Ketika Customer Service menyatakan adanya penumpukan kWh yang tak terhitung sejak November 2019 pun Antie tak begitu saja percaya.
“Sejak PSBB dari bulan Maret mereka emang enggak menurunkan petugas, jadi memang direkap 3 bulan. Ya oke lah kalau misal alasan PSBB, tapi masa sampai 2 juta lebih? Padahal selama WFH juga aku di rumah mamaku, jarang di rumah sendiri. Terus mereka juga yang bilang ada penumpukan kWh-nya dari November 2019,” kata Antie.
“Saat saya bilang, saya enggak mau bayar kalau gitu, malah ditegasin sama CS kalau begitu PLN berhak melakukan pemutusan. Jujur saya saat itu emang udah emosi banget,” imbuhnya.
Akhirnya pada Sabtu (30/5), Antie memutuskan datang langsung ke kantor PLN area Ciputat. “Ternyata cuma diterima oleh satpam di depan Gerbang. Saya diminta menuliskan keluhan dan nomor telepon untuk dihubungi pihak PLN. Alasan mereka kantor tidak beroperasi sampai tanggal 2 Juni,” ucapnya.
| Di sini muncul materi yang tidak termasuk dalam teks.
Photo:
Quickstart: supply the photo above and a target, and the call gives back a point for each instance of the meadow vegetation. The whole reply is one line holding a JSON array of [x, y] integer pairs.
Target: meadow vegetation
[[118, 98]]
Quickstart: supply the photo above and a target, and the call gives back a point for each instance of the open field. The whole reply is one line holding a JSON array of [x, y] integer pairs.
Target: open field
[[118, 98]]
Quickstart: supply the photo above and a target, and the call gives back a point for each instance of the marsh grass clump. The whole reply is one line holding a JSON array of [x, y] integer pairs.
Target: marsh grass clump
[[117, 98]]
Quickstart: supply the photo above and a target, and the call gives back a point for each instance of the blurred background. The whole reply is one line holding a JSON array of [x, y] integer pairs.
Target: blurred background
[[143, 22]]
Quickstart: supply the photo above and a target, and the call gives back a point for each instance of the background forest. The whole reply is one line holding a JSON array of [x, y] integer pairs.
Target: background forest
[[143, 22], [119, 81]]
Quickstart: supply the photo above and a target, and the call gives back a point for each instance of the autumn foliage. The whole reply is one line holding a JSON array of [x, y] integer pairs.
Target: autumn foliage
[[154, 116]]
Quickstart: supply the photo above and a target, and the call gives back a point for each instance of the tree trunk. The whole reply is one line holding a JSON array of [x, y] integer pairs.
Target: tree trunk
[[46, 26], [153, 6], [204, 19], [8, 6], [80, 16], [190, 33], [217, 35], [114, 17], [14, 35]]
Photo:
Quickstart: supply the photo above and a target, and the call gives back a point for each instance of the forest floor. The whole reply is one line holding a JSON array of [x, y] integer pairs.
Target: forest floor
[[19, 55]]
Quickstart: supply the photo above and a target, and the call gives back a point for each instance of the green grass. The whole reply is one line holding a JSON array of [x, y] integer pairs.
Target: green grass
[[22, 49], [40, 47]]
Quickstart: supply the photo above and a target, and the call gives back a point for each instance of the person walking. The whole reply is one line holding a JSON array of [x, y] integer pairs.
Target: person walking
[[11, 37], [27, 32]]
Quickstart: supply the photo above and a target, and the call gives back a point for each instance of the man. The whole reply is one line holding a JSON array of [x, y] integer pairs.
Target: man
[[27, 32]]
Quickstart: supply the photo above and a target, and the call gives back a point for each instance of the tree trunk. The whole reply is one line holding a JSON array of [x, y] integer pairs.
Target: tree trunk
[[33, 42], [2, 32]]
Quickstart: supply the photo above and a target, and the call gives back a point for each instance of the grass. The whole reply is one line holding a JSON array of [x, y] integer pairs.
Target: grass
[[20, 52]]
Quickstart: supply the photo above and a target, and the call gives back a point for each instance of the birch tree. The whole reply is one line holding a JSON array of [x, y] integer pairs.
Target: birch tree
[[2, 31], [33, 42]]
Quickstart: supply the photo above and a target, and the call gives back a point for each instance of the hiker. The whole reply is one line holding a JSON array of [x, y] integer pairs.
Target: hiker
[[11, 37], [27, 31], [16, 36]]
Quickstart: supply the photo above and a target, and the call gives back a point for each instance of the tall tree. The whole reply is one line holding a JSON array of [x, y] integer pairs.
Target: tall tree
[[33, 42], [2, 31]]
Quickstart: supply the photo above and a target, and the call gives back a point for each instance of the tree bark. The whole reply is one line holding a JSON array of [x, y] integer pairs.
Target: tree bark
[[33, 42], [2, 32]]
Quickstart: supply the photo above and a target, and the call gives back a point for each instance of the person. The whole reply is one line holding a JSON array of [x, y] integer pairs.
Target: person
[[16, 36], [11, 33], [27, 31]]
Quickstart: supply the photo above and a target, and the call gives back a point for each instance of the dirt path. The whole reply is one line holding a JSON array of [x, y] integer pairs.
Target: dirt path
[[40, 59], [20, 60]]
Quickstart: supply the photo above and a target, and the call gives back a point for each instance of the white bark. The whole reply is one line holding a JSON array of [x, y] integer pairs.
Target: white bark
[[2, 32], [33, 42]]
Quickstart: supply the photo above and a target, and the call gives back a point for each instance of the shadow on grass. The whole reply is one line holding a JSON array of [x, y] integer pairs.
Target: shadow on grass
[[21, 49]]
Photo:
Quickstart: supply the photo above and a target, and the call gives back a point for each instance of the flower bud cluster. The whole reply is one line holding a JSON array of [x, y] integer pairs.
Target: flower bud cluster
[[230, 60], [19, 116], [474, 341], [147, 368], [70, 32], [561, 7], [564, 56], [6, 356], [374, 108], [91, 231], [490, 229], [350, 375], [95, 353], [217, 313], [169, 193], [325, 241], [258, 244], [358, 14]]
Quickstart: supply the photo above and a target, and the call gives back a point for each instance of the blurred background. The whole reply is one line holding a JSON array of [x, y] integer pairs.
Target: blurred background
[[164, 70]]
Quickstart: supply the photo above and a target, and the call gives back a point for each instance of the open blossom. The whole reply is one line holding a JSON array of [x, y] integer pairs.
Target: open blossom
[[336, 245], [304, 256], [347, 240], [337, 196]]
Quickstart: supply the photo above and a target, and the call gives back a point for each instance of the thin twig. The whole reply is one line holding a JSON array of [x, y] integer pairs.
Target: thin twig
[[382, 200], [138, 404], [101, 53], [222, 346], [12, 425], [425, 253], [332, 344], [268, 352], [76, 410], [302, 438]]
Ia melihat semua orang yang datang ke kantor PLN area Ciputat diminta melakukan hal yang sama dan langsung pulang. “Saya enggak mau. Saya sudah lihat tumpukan kertas yang berisi semua keluhan pelanggan yang saya yakini belum tentu semua diproses. Saya ngotot di situ minta dipertemukan sama pegawai PLN yang ada. Sampai akhirnya satpam masuk ke kantornya cukup lama, dan enggak lama ada petugas yang menelpon. Saya omongin semua sama seperti yang udah saya bilang ke CS,” Antie menerangkan.
Hasilnya sama, berdasarkan data, ada penumpukan kWh karena lagi-lagi alasannya petugas yang tak bisa mengecek langsung dan hanya foto dari luar. “Saya marah karena saya bilang kalau petugas kalian yang bermasalah, sementara di rumah saya selalu ada orang, kenapa pelanggan yang dibuat susah,” tegasnya.
Antie melanjutkan, PLN hanya menawarkan solusi untuk dicicil. Bulan ini berapa yang sanggup dibayarnya, sisanya dibagi 12 bulan. “Intinya saya tetap suruh bayar untuk kesalahan yang tidak saya lakukan. Padahal setiap bulan saya bayar sesuai tagihan dari mereka selama ini,” tutupnya. (*)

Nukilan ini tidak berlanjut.